As you’ve probably guessed from the proportions, the AM-RB 001 is mid-engined, something no prior production Aston Martin has been. That engine is a high-revving, naturally-aspirated V12 (Huzzah!) mated to a hybrid system that provides both a power boost and, interestingly, reverse “gear,” since that function will be omitted from the transmission in the interest of weight saving. An all carbon fiber body and chassis and F1-style carbon-carbon brakes provide additional mass reductions. No word on power or weight yet, but the company is promising a ratio of one horsepower for every kilogram (2.2 lbs.), something only Koenigsegg has been able to achieve thus far with its One:1.

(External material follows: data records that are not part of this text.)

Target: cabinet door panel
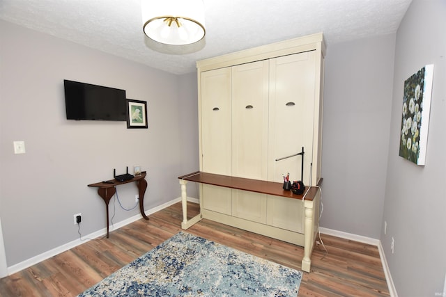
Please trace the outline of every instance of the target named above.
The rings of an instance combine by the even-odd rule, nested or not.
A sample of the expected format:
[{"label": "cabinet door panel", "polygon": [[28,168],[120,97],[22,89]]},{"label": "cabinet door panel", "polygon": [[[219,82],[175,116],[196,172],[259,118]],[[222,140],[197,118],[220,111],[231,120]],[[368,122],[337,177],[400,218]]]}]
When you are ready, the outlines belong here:
[{"label": "cabinet door panel", "polygon": [[232,215],[266,223],[266,195],[246,191],[232,191]]},{"label": "cabinet door panel", "polygon": [[267,201],[268,225],[295,232],[304,232],[302,200],[268,195]]},{"label": "cabinet door panel", "polygon": [[[268,180],[291,180],[309,184],[313,150],[315,88],[315,53],[309,51],[271,59],[270,61],[269,146]],[[305,150],[304,177],[302,156],[277,159]]]},{"label": "cabinet door panel", "polygon": [[231,68],[201,74],[201,170],[231,174]]},{"label": "cabinet door panel", "polygon": [[268,61],[232,67],[232,175],[266,179]]}]

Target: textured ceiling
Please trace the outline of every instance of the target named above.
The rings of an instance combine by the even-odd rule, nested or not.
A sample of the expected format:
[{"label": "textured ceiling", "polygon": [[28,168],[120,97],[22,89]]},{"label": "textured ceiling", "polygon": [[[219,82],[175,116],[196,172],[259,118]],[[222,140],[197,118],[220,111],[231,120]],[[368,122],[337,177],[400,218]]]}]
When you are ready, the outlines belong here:
[{"label": "textured ceiling", "polygon": [[328,47],[394,33],[410,1],[203,0],[206,35],[187,46],[147,38],[140,0],[0,0],[0,19],[182,74],[203,58],[318,32]]}]

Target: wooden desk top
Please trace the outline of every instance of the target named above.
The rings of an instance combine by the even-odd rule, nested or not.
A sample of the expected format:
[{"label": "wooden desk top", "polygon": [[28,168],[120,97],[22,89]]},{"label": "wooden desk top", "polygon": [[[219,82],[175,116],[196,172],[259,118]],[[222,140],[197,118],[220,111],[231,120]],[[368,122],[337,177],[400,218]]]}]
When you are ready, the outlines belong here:
[{"label": "wooden desk top", "polygon": [[96,186],[98,188],[111,188],[112,186],[118,186],[120,184],[127,184],[129,182],[137,182],[139,179],[144,179],[146,177],[146,171],[143,171],[141,172],[141,175],[137,175],[133,177],[132,179],[125,180],[123,182],[120,182],[117,179],[109,179],[107,182],[113,182],[113,184],[108,184],[103,182],[96,182],[95,184],[90,184],[88,186]]},{"label": "wooden desk top", "polygon": [[305,196],[305,200],[309,201],[313,200],[318,191],[317,187],[312,186],[309,190],[308,186],[306,186],[303,194],[296,195],[291,191],[284,190],[283,184],[279,182],[220,175],[200,171],[178,177],[178,179],[293,199],[302,200]]}]

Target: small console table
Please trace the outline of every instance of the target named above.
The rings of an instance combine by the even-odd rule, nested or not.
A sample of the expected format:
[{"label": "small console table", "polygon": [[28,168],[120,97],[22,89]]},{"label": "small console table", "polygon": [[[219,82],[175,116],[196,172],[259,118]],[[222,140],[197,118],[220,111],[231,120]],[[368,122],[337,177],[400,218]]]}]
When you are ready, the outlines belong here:
[{"label": "small console table", "polygon": [[[309,272],[312,263],[311,255],[313,250],[316,234],[318,228],[318,204],[320,201],[321,192],[318,188],[315,186],[307,188],[302,195],[293,193],[291,191],[285,191],[282,188],[283,184],[273,182],[267,182],[263,180],[251,179],[241,177],[236,177],[228,175],[220,175],[213,173],[202,172],[197,171],[190,173],[186,175],[178,177],[180,185],[181,187],[181,201],[183,207],[183,222],[181,227],[187,229],[194,224],[200,221],[202,218],[210,218],[226,225],[236,227],[245,230],[261,234],[263,235],[269,236],[280,240],[284,240],[284,236],[278,235],[283,232],[280,228],[274,228],[270,227],[264,227],[264,224],[253,223],[249,220],[243,220],[239,218],[234,218],[231,216],[218,215],[214,217],[206,217],[203,211],[203,200],[200,200],[200,214],[197,216],[187,220],[187,193],[186,184],[187,182],[194,182],[199,184],[207,184],[212,186],[222,186],[225,188],[231,188],[237,190],[247,191],[251,192],[256,192],[262,194],[267,194],[272,196],[283,197],[285,198],[300,200],[302,202],[302,207],[305,213],[305,230],[302,234],[302,240],[300,246],[304,247],[304,257],[302,259],[302,269],[304,271]],[[319,180],[319,184],[322,182],[322,179]],[[295,211],[302,211],[302,209],[295,209]],[[262,232],[263,227],[269,228],[268,231]],[[275,230],[270,231],[270,230]],[[277,232],[277,233],[276,233]],[[293,232],[287,232],[285,237],[291,236]],[[284,240],[287,241],[286,240]],[[288,241],[291,242],[291,241]]]},{"label": "small console table", "polygon": [[124,182],[119,182],[116,179],[110,179],[104,182],[97,182],[95,184],[89,184],[88,186],[96,187],[98,188],[98,193],[104,200],[105,202],[105,211],[107,211],[107,238],[109,238],[109,202],[112,197],[116,193],[116,186],[120,184],[128,184],[129,182],[136,182],[138,191],[139,193],[139,211],[141,215],[146,220],[148,220],[148,217],[146,216],[144,213],[144,194],[146,193],[146,189],[147,188],[147,181],[145,179],[146,171],[141,172],[141,175],[135,176],[132,179],[125,180]]}]

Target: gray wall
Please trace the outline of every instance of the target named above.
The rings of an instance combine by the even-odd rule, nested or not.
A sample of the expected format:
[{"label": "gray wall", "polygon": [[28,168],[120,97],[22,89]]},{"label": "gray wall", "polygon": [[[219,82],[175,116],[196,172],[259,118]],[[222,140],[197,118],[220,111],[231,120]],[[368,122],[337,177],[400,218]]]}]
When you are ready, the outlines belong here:
[{"label": "gray wall", "polygon": [[[403,82],[434,64],[426,165],[399,156]],[[443,293],[446,273],[446,1],[414,0],[397,32],[380,239],[401,296]],[[390,251],[395,239],[394,253]]]},{"label": "gray wall", "polygon": [[[8,266],[77,239],[75,214],[82,214],[84,235],[105,228],[104,202],[87,184],[112,178],[113,168],[148,172],[146,209],[180,196],[177,177],[198,168],[196,74],[174,75],[3,21],[0,35],[0,217]],[[67,120],[64,79],[146,101],[148,129]],[[25,141],[26,154],[14,154],[14,141]],[[125,207],[134,204],[134,184],[118,191]],[[116,203],[113,222],[138,214]]]},{"label": "gray wall", "polygon": [[395,35],[328,45],[321,226],[379,239]]}]

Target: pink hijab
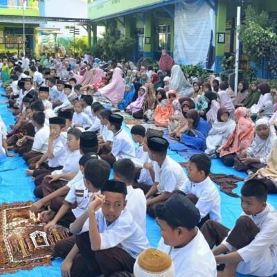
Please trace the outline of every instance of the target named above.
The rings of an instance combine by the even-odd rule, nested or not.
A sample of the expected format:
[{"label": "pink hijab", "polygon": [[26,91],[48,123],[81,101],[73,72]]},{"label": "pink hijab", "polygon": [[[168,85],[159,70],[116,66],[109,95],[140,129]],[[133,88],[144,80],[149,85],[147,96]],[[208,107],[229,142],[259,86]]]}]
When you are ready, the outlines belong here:
[{"label": "pink hijab", "polygon": [[98,91],[104,96],[109,98],[113,105],[117,107],[119,102],[123,98],[125,91],[125,84],[122,78],[122,71],[116,67],[114,71],[114,74],[109,84],[107,84]]},{"label": "pink hijab", "polygon": [[92,84],[96,84],[96,82],[100,82],[102,80],[102,76],[103,75],[104,71],[101,69],[98,68],[96,69],[96,75],[93,78]]}]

However, this car’s real party piece is what’s going on underneath. Free of the current Formula 1 rules that require flat bottomed cars with very specific floor dimensions, Newey has been able to cram almost all of his aero know-how into the AM-RB 001’s underbelly (The shaping of the top and side surfaces of the car were left to Aston Martin design director Marek Reichman and his team.). That being said, there’s not much to said underbelly; the rear is dominated by mammoth ground effects tunnels, while the front underfloor is raised as well, meaning the driver and passenger have to sit with their legs forward and above their waists, just like modern F1 drivers have to do. How all these contours and vents will work (as well as other stuff like, you know, pricing) has yet to be revealed, but one thing that isn’t a secret is how many of these machines will be made: Between 99 and 150 street versions (including prototypes and other pre-production models), plus 25 even more extreme track-only versions that are sure to make the Vulcan feel like a snow-tire-shod Prius in comparison. And if the AM-RB 001 can deliver on even half of the claims being made by its makers, it will be the kind of quantum leap not seen in supercar/hypercar evolution since the McLaren F1.